In 1843, Jesuits in St. Louis founded a church at the corner of 11th and Biddle streets in St. Louis. They intended to serve the area’s residential community consisting mostly of German immigrants and named it after St. Joseph.

It’s appropriate then that the Shrine of St. Joseph, as it is known now, was the site of the opening of the Year of St. Joseph celebrations in St. Louis on March 19. The designation was proclaimed by Pope Francis in honor of the 150th anniversary of the declaration of St. Joseph as patron of the Universal Church. The year honoring St. Joseph extends to Dec. 8.

The Shrine of St.
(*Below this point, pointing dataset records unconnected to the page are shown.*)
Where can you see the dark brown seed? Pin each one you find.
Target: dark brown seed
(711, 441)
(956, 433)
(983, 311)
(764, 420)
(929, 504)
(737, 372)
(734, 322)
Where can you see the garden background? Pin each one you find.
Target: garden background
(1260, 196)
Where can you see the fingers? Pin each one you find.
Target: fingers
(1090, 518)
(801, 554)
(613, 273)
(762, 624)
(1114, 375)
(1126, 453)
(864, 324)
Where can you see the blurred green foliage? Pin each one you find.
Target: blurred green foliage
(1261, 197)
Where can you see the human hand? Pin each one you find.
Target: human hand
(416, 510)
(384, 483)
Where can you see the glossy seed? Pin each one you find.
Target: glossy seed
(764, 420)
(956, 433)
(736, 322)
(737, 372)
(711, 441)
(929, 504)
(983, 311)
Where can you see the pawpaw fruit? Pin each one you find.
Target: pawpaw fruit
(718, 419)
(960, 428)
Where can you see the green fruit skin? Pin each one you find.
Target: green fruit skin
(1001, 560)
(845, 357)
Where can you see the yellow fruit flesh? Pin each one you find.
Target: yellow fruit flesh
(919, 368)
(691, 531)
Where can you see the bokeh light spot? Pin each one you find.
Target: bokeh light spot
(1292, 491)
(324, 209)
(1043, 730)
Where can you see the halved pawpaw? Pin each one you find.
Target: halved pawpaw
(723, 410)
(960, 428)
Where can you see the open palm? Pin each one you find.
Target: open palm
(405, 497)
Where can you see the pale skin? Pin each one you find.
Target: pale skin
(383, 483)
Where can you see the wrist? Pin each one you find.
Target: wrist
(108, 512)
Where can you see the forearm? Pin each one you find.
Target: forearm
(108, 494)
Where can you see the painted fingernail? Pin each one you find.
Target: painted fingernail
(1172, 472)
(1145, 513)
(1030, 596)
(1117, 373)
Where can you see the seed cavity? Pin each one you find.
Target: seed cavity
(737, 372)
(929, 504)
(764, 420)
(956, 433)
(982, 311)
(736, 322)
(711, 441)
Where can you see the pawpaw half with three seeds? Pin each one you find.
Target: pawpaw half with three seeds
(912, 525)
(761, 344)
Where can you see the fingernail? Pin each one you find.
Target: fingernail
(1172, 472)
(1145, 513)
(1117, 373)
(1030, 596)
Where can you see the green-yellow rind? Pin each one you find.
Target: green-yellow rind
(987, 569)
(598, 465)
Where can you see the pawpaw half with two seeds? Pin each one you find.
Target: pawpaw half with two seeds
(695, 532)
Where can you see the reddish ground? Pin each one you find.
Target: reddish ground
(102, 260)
Joseph hosts an annual prayer service and Mass Sunday, May 2, organized by the Greater St. Louis Labor Council. The names of union members who passed away in the years 2019 and 2020, and members who died on the job specifically or from work-related illness or injury during 2019-20, will be recognized at an interfaith prayer service at 8:30 a.m. outside the church. Mass will follow inside the church.

The previous day, May 1, is the feast of St. Joseph the Worker. It extends the long relationship between Joseph and the cause of workers. Beginning in the Book of Genesis, the dignity of work has long been celebrated as participating in the creative work of God, including care for the earth. The carpenter and foster father of Jesus is one example of the holiness of labor.

Pope Francis, in declaring the Year of St. Joseph, called him “a carpenter who earned an honest living to provide for his family.” St Joseph also teaches us “the value, the dignity and the joy of what it means to eat bread that is the fruit of one’s own labor,” he wrote.

Pope Francis refers to work as “a burning social issue” even in countries with a certain level of well-being. “There is a renewed need to appreciate the importance of dignified work, of which St. Joseph is an exemplary patron,” the pope writes.

Work, he explains, “is a means of participating in the work of salvation, an opportunity to hasten the coming of the Kingdom, to develop our talents and abilities, and to put them at the service of society and fraternal communion.” Those who work, he states, “are cooperating with God Himself, and in some way become creators of the world around us.” Pope Francis encourages everyone “to rediscover the value, the importance and the necessity of work for bringing about a new ‘normal’ from which no one is excluded.” Especially in light of rising unemployment due to the COVID-19 pandemic, the pope calls everyone to “review our priorities” and to “express our firm conviction that no young person, no person at all, no family should be without work!”